Albertsons Companies to pilot IBM Food Trust blockchain-based food traceability solution
Fri, 12 Apr 2019, 04:50 am UTC
Albertsons Companies is one of the largest food and drug retailers in the United States, operating nearly 2,300 stores across the country. It counts Safeway, Vons, Shaw's, Acme, Randalls, and others among its subsidiaries.
Launched last October, IBM Food Trust uses blockchain technology to enhance visibility and accountability in the food supply chain. It creates a digital record of transactions or interactions – from a packaging date, to the temperature at which an item was shipped, to its arrival on a grocery shelf.
Albertsons Companies joins more than 80 brands that are using the IBM Food Trust blockchain-based food traceability solution. Built on Hyperledger Fabric-based open source technology, it uses permissioning to allow companies to set rules about who can see the data they upload to the solution and for how long. The companies also maintain control of their data even after it has been uploaded to Food Trust.

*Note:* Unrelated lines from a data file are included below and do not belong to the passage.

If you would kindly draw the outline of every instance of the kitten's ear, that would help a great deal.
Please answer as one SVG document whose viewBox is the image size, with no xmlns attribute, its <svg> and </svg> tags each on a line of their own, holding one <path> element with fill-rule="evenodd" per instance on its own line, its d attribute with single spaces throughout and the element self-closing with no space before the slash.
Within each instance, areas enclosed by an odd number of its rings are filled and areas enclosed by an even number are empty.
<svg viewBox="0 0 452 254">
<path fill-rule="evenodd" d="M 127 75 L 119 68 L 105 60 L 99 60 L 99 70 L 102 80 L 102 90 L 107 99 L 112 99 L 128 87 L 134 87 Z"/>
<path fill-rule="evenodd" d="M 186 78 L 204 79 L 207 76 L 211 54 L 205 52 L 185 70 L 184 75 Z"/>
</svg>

IBM said the growing number of participants will help address a broad range of food system issues, such as supply chain efficiency, freshness, waste reduction, sustainability and participants' ability to verify certifications, such as fair trade and organic. Already, more than five million food products digitized on the solution are on retail shelves, the release said.
According to the official release, Albertsons Companies will start piloting the technology for end-to-end traceability of food – from farm to store shelf. The initial pilot will focus on tracing romaine lettuce from the supplier to the store for greater supply chain efficiency and more targeted recalls.
The pilot will be initially launched in one of distribution centers of the company, with plans to expand it to other food categories throughout its distribution network. Albertsons Companies is piloting the solution to overcome the challenges that arise when a traceback is initiated for a product like romaine.
"Multiple high-profile consumer advisories from the Centers for Disease Control and Prevention and the Food and Drug Administration demonstrate the need to find more efficient ways of tracing products and identifying likely sources of contamination in a timely manner," said Jerry Noland, VP of Food Safety & Quality Assurance, Albertsons Companies. "Consequently, retailers are exploring new technologies to improve the infrastructure that underpins the global food supply chain."